AcademySoftwareFoundation / OpenShadingLanguage

Advanced shading language for production GI renderers
BSD 3-Clause "New" or "Revised" License
2.07k stars 350 forks source link

Fix userdata binding corner case #1673

Closed aconty closed 1 year ago

aconty commented 1 year ago

Description

This includes two fixes:

1) When registering symbols that need user data, sort the entries in the set so the layer number is ignored. A needed udata iteam shouldn't depend on the layer and separating them makes find_userdata_index() sometimes find an index with different derivs status.

2) osl_bind_interpolated_param() is memcpy'ing derivs that might not be there, yielding corrupted derivs and possibly a crash.

Checklist:

lgritz commented 1 year ago

So this is the fix for the weird problem we were looking at last week?

Background: For those outside SPI, we had stumbled across a shader network that produced incorrect results when we DISABLED instance merging (when two shader instance nodes in a group have identical inputs and do identical computations, they are merged and the newly single node's outputs are sent to wherever the original ones' outputs went). We're accustomed to occasionally seeing some kind of logic error on our/my part where two nodes were merged when it wasn't actually safe to do so, but in this case, the merged result was correct but when merging was disabled, it was wrong. Real head scratcher.

Looks like Alex has tracked it down, which is awesome and an impressive feat of detective work.

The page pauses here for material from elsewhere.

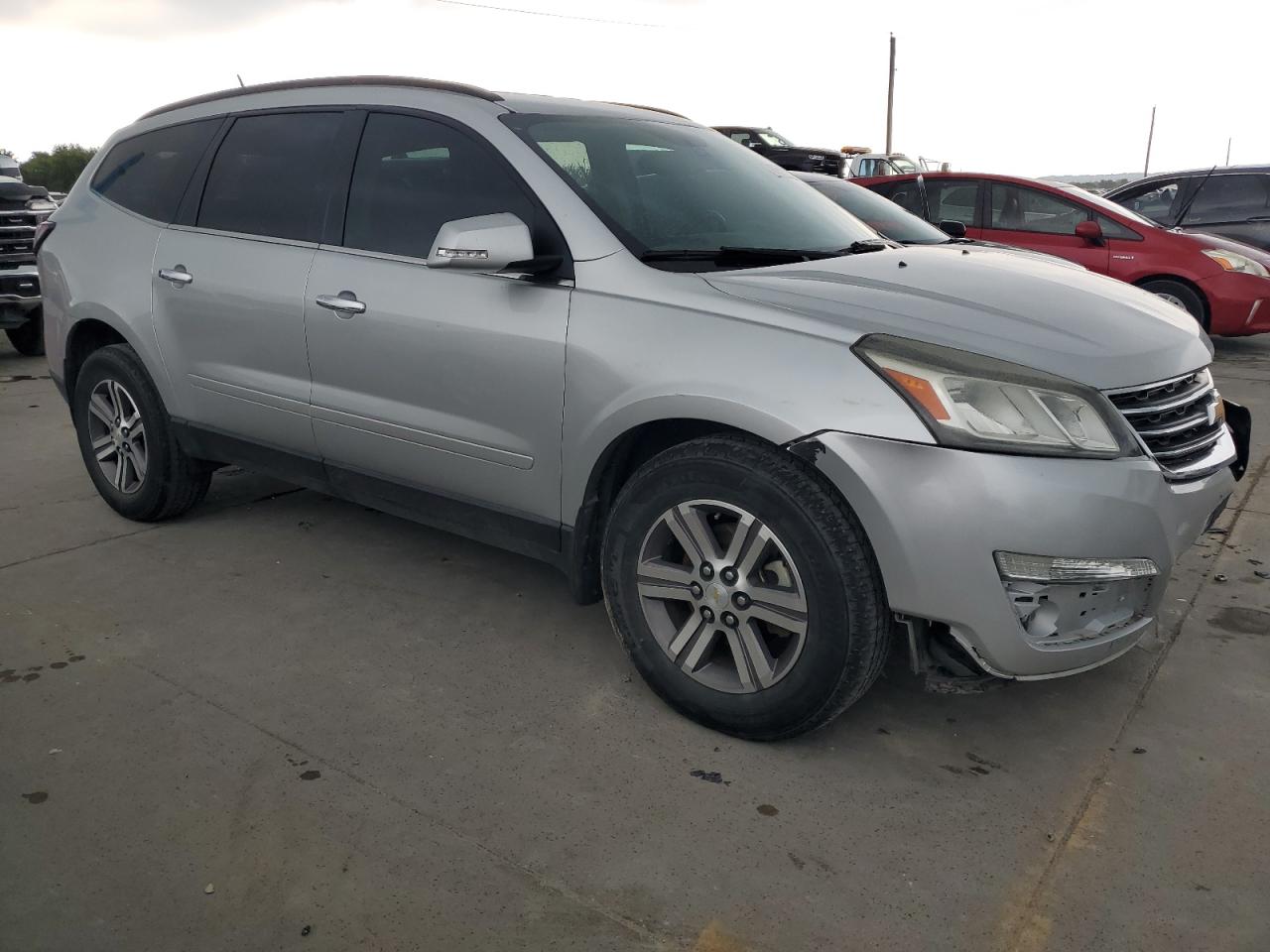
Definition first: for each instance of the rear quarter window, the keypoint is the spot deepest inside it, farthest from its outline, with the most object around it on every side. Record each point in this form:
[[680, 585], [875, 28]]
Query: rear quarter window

Alex, I wonder if you could spell out for us exactly what was going wrong and how this fixes things? I think I get the gist -- there were two nodes that needed the same bit of named userdata, but one needed the derivs of the userdata and the other did not. Once merged, the derivatives would be retrieved by the merged node, since its output would be connected to the downstream sink that needed derivs. But when unmerged, if the one that didn't need derivs retrieved the userdata first, no derivs would be present (and by the time the one that needed derivs runs, the userdata is already computed and cached, deriv-free).

I think I get that part, but I am still a little hazy about how exactly this is fixed by removing the layer index from the sorting criteria of the list of userdata we will need. Won't you still have two entries in the list, one needing derivs and the other not, and so there is some kind of order dependence you are inadvertently relying on? Oh, is it a set of some kind, so there is not a second entry at all if the sort doesn't make them look different? But even in that case, if the first one added to the set doesn't need derivs but the second does, what is the mechanism by which the record already in the set becomes aware that it needs that userdata to compute derivs?

aconty commented 1 year ago

Exactly, it is a set<> built on that index that was considering the layer num. Now that it ignores it both layer will get the same entry in the set, and since one needs derivs, it will promote the entry. Without this change two entries are put in the set, and then find_userdata_index() will get the first one, which may not have derivs and fail to retrieve them.

We had to identical layers asking for Pref [ lockgeom off ]. One needed derivs, the other one did. When not merging we were unlucky and find_userdata_index() was going always for the one without derivs.